We investigate the parameterized complexity of Vertex Cover parameterized above the optimum value of the linear programming (LP) relaxation of the integer linear programming formulation of the problem. By carefully analyzing the change in the LP value in the branching steps, we argue that even the most straightforward branching algorithm (after some preprocessing) results in an O^*(2.6181^r) algorithm for the problem where r is the excess of the

vertex cover size over the LP optimum. We write O^*(f(k)) for a time complexity of the form O(f(k)n^{O(1)}), where f(k) grows exponentially with k.

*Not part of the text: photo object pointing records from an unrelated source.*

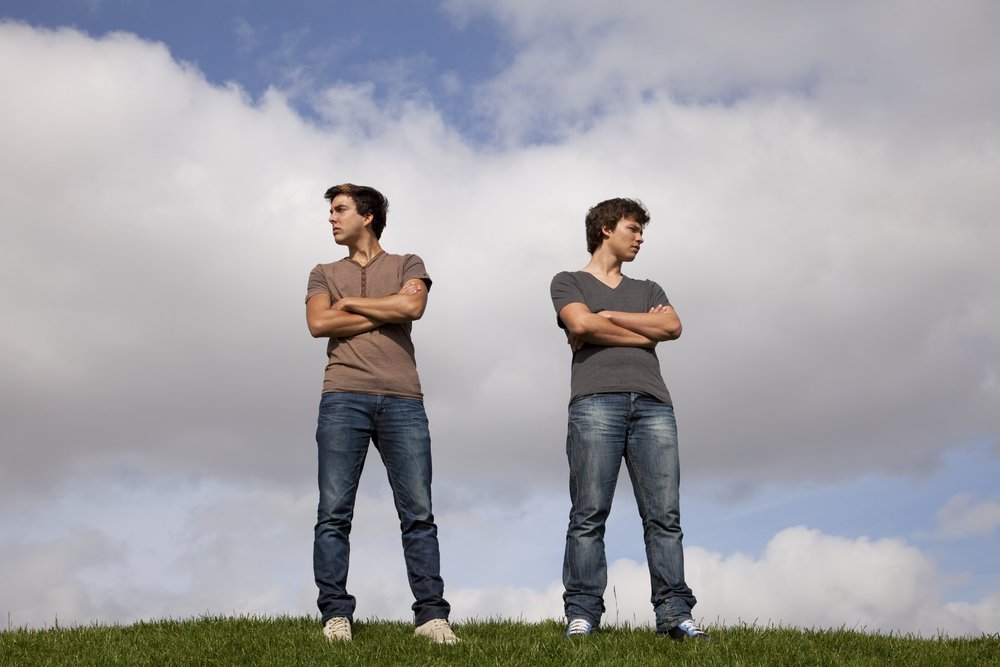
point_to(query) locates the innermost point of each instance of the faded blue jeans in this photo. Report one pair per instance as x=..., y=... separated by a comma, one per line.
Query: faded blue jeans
x=398, y=428
x=603, y=430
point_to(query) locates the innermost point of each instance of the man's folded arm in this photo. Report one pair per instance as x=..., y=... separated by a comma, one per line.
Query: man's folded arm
x=660, y=323
x=325, y=321
x=593, y=328
x=406, y=305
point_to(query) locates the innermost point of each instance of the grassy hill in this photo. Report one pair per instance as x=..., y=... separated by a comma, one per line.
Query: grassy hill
x=297, y=641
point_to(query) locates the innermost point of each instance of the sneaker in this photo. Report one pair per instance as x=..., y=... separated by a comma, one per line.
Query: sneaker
x=579, y=627
x=338, y=628
x=687, y=628
x=438, y=631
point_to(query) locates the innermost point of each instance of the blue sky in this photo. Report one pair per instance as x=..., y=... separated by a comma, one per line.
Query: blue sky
x=824, y=219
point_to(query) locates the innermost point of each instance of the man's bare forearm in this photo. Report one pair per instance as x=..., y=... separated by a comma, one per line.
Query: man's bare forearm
x=598, y=330
x=659, y=324
x=405, y=306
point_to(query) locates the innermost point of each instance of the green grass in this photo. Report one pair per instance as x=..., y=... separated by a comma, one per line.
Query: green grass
x=297, y=641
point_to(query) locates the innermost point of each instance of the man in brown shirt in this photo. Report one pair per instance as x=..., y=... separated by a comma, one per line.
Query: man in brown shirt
x=365, y=304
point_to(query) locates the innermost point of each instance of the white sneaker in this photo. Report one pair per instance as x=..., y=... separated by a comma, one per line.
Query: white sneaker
x=337, y=628
x=579, y=627
x=438, y=631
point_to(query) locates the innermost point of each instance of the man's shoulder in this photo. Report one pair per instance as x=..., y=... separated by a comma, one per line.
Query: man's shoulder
x=564, y=276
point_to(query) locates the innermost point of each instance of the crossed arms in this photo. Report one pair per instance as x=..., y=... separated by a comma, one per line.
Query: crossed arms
x=355, y=314
x=613, y=328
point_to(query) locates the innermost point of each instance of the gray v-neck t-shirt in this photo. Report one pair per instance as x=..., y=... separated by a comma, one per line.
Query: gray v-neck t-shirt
x=601, y=370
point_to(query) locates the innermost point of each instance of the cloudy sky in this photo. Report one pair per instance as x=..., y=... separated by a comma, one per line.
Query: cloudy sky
x=823, y=184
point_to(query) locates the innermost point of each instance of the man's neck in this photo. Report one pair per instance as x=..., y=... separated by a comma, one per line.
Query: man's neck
x=365, y=251
x=604, y=266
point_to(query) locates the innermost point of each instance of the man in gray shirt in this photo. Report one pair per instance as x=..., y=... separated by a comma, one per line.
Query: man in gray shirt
x=620, y=409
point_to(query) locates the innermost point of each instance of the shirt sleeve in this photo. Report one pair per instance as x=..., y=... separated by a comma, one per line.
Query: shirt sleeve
x=317, y=283
x=564, y=291
x=413, y=267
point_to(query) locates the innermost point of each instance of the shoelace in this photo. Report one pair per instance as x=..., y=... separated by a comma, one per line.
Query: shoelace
x=691, y=629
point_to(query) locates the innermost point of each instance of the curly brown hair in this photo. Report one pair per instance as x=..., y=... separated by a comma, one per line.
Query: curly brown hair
x=367, y=200
x=608, y=214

Then, using known and new reductions, we give O^*(2.6181^k) algorithms for the parameterized versions of Above Guarantee Vertex Cover, Odd Cycle Transversal, Split Vertex Deletion and Almost 2-SAT, and an O^*(1.6181^k) algorithm for Konig Vertex Deletion, Vertex Cover Param by OCT and Vertex Cover Param by KVD. These algorithms significantly improve the best known bounds for these problems. The notable improvement is the bound for Odd Cycle Transversal for which this is the first major improvement after the first algorithm that showed it fixed-parameter tractable in 2003. We also observe that using our algorithm, one can obtain a simple kernel for the classical vertex cover problem with at most 2k-O(log k) vertices.